Arruebarrena has a rightful reputation of being a "defensive wiz". According to Ben Badler of Baseball America, the shortstop isn't particularly fast, but his quick first step and very good natural instincts make up for it. He has soft hands, transfers the ball very quickly, and possesses plus-plus arm strength. While not necessarily Rey Ordoñez -- but then again, who is? -- Arruebarrena is among the best fielders to come out of Cuba.

Coming out of Cuba, there were concerns about his ability to hit major league-caliber pitching. Because of his long swing, difficulty recognizing pitches, and a general lack of discipline at the plate, some scouts were concerned that Arruebarrena would struggle to get on base at a .300 clip. Their concerns would prove valid, as the shortstop indeed struggled in his first year in the Dodgers' minor league system. Initially assigned to the Double-A Chattanooga Lookouts, he hit .208/.252/.302 in roughly 100 plate appearances.

Arruebarrena got the call up to the Dodgers at the end of May, despite the sub-optimal numbers. He performed as you would have expected, hitting .195/.244/.220 in 45 plate appearances, and was optioned down to their Triple-A affiliate, the Albuquerque Isotopes, almost a month later. There, he found a bit more success with the bat, hitting .333/.400/.452.

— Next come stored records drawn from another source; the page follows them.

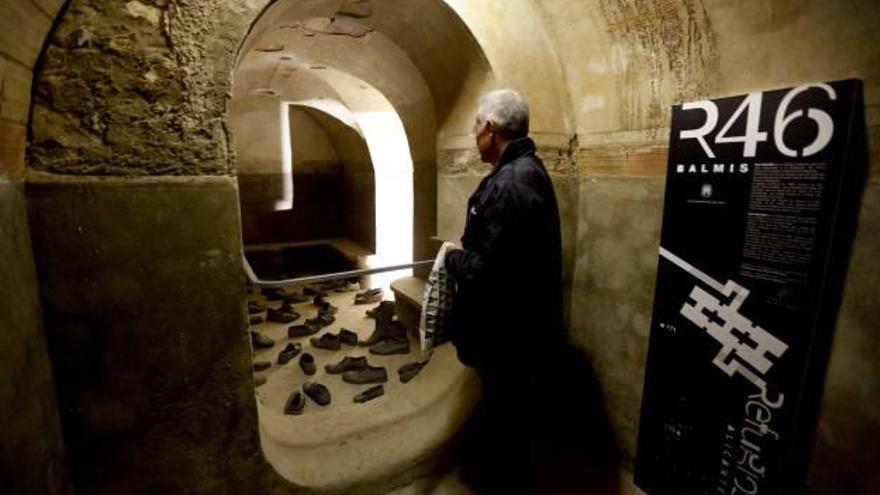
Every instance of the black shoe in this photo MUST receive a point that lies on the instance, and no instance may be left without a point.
(295, 403)
(289, 352)
(281, 315)
(260, 341)
(323, 320)
(368, 299)
(317, 393)
(370, 374)
(384, 307)
(307, 363)
(327, 310)
(255, 307)
(369, 292)
(391, 346)
(327, 341)
(294, 297)
(274, 293)
(311, 291)
(408, 371)
(304, 330)
(370, 394)
(347, 363)
(348, 337)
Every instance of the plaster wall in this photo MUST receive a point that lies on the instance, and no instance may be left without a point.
(31, 449)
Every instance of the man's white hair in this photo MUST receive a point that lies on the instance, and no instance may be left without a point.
(507, 109)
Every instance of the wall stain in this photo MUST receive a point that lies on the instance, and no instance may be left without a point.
(670, 52)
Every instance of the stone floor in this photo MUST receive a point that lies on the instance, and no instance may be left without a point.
(370, 444)
(448, 484)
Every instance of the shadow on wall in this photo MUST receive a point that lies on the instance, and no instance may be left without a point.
(577, 453)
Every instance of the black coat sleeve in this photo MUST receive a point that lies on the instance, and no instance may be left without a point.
(490, 241)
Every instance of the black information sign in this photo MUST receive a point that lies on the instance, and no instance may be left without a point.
(762, 193)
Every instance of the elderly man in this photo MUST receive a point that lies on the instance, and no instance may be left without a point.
(506, 320)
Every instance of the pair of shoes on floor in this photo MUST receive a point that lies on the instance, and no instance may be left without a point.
(277, 294)
(311, 291)
(368, 296)
(408, 371)
(357, 370)
(302, 330)
(289, 352)
(369, 394)
(334, 341)
(294, 297)
(297, 400)
(322, 320)
(260, 341)
(348, 286)
(384, 307)
(327, 309)
(390, 346)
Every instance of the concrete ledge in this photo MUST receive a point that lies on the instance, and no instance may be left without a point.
(408, 293)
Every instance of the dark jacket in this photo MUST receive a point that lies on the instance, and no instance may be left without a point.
(509, 273)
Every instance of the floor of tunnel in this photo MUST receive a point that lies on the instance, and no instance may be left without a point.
(407, 426)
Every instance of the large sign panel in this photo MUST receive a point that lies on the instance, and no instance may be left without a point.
(761, 196)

His time in the Pacific Coast League came to an abrupt end in July, when the shortstop instigated a wild bases-clearing brawl in a game against the Reno Aces. In response to being brushed back earlier in the game, Arruebarrena took an exaggeratedly slow trip around the bases, showing up Reno in what was turning out to be a lopsided win for the Isotopes. The Aces took exception, and when Arruebarrena struck out in his next at-bat, catcher Black Lalli brushed him when he threw to third. The two men shoved each other, the benches cleared, and all hell broke loose.

For his role in the brawl, the Dodgers optioned Arruebarrena to their Advanced-A Affiliate, the Ranch Cucamonga Quakes. He played 12 games in the blistery heat of San Bernardino, hitting .245/.259/.490 before being promoted to the Dodgers once again and used sparingly, mostly as a defensive substitution.